Je marchais avec mon compagnon de pèlerinage sur le chemin de Compostelle. Devant nous, à distance, marchaient aussi deux pèlerines. Parmi tous les voyageurs que nous rencontrions, elles attirèrent mon attention. Leur âge et leur constitution physique ne leur permettaient pas de marcher d’un aussi bon pas que la plupart des pèlerins, mais ce pas marquait néanmoins leur détermination. Au moment de les doubler, je remarquai que leurs visages exprimaient une gravité sereine, qui semblait s’accorder avec le sérieux de leur projet. Nous nous saluâmes cordialement et, je ne sais plus par quel biais, j’appris qu’elles étaient françaises d’origine algérienne établies à Bordeaux. Je leur demandai comment elles en étaient venues à entamer ce périple, l’une d’elle me répondit : « J’ai décidé d’aller à St-Jacques de Compostelle, alors j’ai mis les pieds dehors, j’ai refermé la porte derrière moi, et je me suis dit : voilà, je suis pèlerine. »
À l’amorce de tout pèlerinage nous trouvons une décision, motivée par un désir. Dans le sillon de cette décision s’effectuent les préparatifs, qui s’avèrent élaborés dans le cas de Compostelle. Ce désir – que l’on pourrait nommer attente, intention, besoin ou autrement -, habite le pèlerin tout au long de sa démarche. Avant de partir, tous les jours pendant un bon mois, je me suis entraîné à raison de deux heures de marche par jour avec sac au dos et bâton à la main; j’ai rassemblé le matériel de voyage, étudié le parcours, anticipé les anicroches, mais en ayant toujours au cœur le motif premier de mon projet.
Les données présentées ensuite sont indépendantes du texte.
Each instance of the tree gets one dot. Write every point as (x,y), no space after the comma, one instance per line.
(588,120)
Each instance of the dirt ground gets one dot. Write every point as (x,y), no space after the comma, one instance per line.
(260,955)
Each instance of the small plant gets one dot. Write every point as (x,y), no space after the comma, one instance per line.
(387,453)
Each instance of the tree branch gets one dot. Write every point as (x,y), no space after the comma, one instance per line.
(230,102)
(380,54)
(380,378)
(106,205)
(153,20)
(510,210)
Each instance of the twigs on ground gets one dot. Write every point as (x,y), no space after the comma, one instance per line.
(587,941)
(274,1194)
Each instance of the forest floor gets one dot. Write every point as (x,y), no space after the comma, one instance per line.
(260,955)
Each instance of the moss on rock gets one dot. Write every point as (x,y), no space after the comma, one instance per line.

Comme pour ces dames de Bordeaux, le pèlerinage commence chez soi, en sa demeure au sens élargi. J’ai décidé de partir; je m’en vais quelque part rencontrer quelqu’un. Je n’habite pas Bordeaux mais c’est égal : je prends mon sac, je sors de chez moi, referme la porte et voilà, je suis pèlerin. Je dois me rendre à l’aéroport, prendre l’avion, atterrir à Paris, traverser la France en TGV, prendre un train de région jusqu’à St-Jean-Pied-de-Port, mais pendant tout ce temps, je suis pèlerin, porteur de ma quête. Je déambule en pays étranger, dans le brouhaha des carrefours, comme étranger à cette animation, parce qu’autre chose m’anime.
Mais chacun peut aussi se faire pèlerin sans avoir à s’expatrier. Vous êtes Montréalais ou Montréalaise, vous êtes à votre bureau du centre-ville; à 11 h 17 vous vous dites : « Je ne sais plus que faire avec tel problème »; à 12 h 15, en mangeant votre sushi : « et si Joseph pouvait m’aider… »; 14 h 42, distrait(e) pendant que vous parlez à un client, vous considérez que « je pourrais peut-être faire un détour par l’Oratoire St-Joseph »; 15 h 50, vous décidez de « partir une heure plus tôt (je ne peux pas faire attendre les enfants) »; à 16 h 01, vous fermez derrière vous la porte du bureau : voilà, vous êtes pèlerin.
C’est pour un tas de gens comme nous que saint André Bessette a construit ce lieu de pèlerinage, pour les inciter à s’adresser à Joseph. Il savait l’importance d’un lieu pour le faire, un lieu pour régler nos affaires compliquées par une démarche pas compliquée.